Skloot lived in Brooklyn “until the Dodgers moved from there, so I moved from there—in 1957.” The “first grown-up book” he read was Heyerdahl’s Kon-tiki. He describes his childhood as very much of the 1950’s, summing it up with, “all you had to do was dream,” and where, “teachers ate lunches in a secret room.” His poem, “Dream of a Childhood” lists vivid details such as “Parisian blue,” and “Old Gold cigarettes” embedded in the landscape of fear, arms build-up, and the real and imagined sterility of the Cold War.

Growing up, Skloot played a lot of sports. He was on the track team and his best friend, John Frank, was also on the track team. They spent one summer perfecting a hammer throw and running in sand. Skloot laments this friend and says it is hard to make it through reading the poem dedicated to him, “The Hammer Throw.” It seems that Skloot’s endurance training facilitated his success in finding a mentor in Thomas Kinsella, his teacher at Southern Illinois University at Carbondale, in the late 1960s. Skloot was an undergraduate student at the University of Pennsylvania and looked through anthologies and found a poem by Kinsella and searched for him. He found him, landed a teaching assistantship though his application, and showed up “at his door” enrolled in an Irish literature course. Skloot then asked when he could start studying poetry.

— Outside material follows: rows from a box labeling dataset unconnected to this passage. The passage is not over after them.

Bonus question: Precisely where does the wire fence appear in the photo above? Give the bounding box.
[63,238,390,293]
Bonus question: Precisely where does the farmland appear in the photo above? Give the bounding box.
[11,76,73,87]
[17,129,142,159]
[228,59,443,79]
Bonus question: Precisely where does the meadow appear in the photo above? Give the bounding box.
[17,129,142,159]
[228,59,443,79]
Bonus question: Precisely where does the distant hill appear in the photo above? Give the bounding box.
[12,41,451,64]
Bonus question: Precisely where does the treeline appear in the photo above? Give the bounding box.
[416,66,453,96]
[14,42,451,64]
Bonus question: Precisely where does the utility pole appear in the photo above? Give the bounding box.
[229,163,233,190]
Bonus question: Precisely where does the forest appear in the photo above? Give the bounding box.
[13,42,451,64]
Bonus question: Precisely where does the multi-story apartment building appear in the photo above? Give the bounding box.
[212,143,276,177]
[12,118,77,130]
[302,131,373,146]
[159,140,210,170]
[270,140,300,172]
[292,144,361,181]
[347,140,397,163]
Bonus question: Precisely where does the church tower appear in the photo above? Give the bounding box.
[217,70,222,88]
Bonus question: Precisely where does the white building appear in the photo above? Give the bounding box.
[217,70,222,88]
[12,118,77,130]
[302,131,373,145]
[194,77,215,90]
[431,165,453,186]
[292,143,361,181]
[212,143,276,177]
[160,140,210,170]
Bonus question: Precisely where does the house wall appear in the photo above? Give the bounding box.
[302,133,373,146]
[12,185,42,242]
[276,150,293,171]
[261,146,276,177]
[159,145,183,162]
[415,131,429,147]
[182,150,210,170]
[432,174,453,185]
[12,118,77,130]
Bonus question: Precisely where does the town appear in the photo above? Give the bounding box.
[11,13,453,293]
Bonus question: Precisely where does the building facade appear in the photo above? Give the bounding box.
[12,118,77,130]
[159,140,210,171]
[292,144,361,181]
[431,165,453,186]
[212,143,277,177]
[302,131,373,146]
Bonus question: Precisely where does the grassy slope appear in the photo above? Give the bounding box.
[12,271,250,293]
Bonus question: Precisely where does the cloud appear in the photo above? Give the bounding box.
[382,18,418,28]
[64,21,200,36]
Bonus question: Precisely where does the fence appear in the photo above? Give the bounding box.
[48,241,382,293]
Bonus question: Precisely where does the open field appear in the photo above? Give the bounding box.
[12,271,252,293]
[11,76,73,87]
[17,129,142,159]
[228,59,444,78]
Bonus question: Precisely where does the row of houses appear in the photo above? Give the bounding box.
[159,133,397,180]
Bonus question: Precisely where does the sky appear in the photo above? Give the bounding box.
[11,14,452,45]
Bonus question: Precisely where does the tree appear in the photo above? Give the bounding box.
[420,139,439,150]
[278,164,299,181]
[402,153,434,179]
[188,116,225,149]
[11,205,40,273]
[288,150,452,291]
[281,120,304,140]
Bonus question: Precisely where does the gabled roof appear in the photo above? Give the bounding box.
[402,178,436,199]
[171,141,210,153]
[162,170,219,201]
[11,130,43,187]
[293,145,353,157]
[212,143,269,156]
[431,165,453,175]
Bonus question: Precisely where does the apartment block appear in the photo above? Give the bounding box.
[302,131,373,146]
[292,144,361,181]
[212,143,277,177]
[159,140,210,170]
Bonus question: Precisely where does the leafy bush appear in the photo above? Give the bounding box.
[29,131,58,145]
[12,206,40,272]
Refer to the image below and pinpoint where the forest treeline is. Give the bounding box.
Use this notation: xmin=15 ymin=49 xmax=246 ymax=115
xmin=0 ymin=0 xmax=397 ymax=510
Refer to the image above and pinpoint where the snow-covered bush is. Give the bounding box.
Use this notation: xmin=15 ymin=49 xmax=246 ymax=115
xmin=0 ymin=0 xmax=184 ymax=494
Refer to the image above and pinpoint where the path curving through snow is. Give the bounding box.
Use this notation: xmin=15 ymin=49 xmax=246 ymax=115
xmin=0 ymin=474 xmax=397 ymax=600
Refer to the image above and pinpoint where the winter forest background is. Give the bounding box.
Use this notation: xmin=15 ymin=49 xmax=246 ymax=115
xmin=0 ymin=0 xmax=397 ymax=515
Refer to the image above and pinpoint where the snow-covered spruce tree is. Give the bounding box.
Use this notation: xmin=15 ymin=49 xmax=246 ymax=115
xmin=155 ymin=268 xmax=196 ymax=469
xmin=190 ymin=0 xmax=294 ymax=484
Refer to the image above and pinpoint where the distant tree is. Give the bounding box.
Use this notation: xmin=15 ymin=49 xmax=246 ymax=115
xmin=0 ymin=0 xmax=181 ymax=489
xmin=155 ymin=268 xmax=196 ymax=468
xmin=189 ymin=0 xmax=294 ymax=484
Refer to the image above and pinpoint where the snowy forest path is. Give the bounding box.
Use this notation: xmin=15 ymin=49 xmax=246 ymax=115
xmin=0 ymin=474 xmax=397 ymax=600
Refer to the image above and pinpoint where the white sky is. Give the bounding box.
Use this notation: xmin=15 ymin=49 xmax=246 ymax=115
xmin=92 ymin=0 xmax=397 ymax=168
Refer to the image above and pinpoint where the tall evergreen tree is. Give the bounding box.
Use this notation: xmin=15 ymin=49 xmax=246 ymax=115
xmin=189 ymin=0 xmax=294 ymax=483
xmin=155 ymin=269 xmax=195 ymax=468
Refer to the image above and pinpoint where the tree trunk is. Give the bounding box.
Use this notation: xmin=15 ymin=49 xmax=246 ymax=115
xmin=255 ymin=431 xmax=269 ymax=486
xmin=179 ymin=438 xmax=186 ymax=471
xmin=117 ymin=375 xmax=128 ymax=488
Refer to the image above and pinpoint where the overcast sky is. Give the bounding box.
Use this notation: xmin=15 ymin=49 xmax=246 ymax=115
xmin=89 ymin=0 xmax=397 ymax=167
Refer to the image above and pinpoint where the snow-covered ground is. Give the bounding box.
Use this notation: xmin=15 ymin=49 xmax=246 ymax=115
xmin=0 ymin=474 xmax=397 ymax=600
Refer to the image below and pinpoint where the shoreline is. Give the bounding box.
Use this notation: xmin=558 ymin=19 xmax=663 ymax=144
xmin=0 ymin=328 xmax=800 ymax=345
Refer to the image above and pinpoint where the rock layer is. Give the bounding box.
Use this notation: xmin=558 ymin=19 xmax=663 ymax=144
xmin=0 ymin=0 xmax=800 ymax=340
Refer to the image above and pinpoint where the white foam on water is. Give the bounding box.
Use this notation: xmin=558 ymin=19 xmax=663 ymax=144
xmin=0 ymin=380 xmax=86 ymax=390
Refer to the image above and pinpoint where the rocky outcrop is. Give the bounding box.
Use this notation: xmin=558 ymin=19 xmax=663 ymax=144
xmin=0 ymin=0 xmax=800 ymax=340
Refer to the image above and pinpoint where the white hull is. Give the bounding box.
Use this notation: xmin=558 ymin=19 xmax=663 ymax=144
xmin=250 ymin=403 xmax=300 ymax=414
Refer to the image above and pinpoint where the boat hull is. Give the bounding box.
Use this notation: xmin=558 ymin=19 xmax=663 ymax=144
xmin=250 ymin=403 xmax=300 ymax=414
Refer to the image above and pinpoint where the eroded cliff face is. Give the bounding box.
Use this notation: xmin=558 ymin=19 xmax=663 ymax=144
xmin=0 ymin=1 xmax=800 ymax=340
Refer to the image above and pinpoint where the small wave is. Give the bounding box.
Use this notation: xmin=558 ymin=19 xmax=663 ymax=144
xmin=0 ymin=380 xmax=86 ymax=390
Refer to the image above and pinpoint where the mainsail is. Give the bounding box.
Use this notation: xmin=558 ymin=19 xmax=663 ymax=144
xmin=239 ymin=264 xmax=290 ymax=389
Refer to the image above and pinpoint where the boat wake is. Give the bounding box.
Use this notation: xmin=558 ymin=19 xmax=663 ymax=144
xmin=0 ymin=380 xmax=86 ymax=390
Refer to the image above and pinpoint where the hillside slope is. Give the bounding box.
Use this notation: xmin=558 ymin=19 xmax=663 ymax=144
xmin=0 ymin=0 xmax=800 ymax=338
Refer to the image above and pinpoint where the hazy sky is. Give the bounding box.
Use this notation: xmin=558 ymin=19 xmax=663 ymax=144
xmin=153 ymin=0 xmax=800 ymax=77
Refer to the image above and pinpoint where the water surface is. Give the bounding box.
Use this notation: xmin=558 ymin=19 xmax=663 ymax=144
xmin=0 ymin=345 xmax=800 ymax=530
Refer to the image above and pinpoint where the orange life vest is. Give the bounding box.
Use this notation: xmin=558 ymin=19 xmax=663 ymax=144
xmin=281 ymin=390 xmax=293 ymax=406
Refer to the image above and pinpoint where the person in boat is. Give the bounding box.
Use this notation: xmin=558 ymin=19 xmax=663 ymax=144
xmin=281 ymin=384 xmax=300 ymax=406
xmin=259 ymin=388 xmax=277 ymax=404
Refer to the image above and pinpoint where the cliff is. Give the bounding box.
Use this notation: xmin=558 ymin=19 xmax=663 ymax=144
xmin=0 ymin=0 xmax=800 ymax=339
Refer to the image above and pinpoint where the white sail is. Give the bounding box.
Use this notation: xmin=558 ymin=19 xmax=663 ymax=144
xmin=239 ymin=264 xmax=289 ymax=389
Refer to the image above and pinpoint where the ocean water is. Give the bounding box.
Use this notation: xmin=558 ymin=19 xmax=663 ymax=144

Kinsella “had no idea what he was asking” and said, “If you can find three other people we’ll do close reading, but that’s it.” Skloot seemed to allude to the fact that his and Kinsella’s take on “close reading” was more like a close poetic associate exploration of poetry instead of the exact opposite of the idiotic drivel stressed in today’s mandated public school curriculum, also called “close reading” but is actually more like a close call with being bored by deconstruction overkill (my words).

When Skloot was ill, he remembered his old teacher’s words (Kinsella regarded in Ireland to be the greatest Irish poet since Yeats) and said that when he got sick, “his example was there for me—his example and his will to find a way to write what I needed to write.” Skloot had witnessed his old teacher and his “dedication and immersion and total belief in himself and his work.” This inspired Skloot to send his work to Northwest Review, where he knew editor John Witte “a brilliant reader and dead honest” would give him critical feedback. Instead, it was promptly accepted, giving Skloot the hope he needed to get on with recovery.

The cover of Approaching Winter is of the Willamette River, Skloot revealed, “of the view right down the block” where Skloot lives, in Portland. He says the book is a love poem to the Willamette River and to his wife. The poem, “Homespun” will be included in the next “American Life” column series editied by Ted Kooser (forthcoming in January, 2016). Skloot’s poem, “Returning Home,” reprinted on Poetry Daily, on October 24, 2015.

I have never looked so forward to winter, or to winter’s approach, as I am now that I bought Floyd Skloot’s book to take home and read.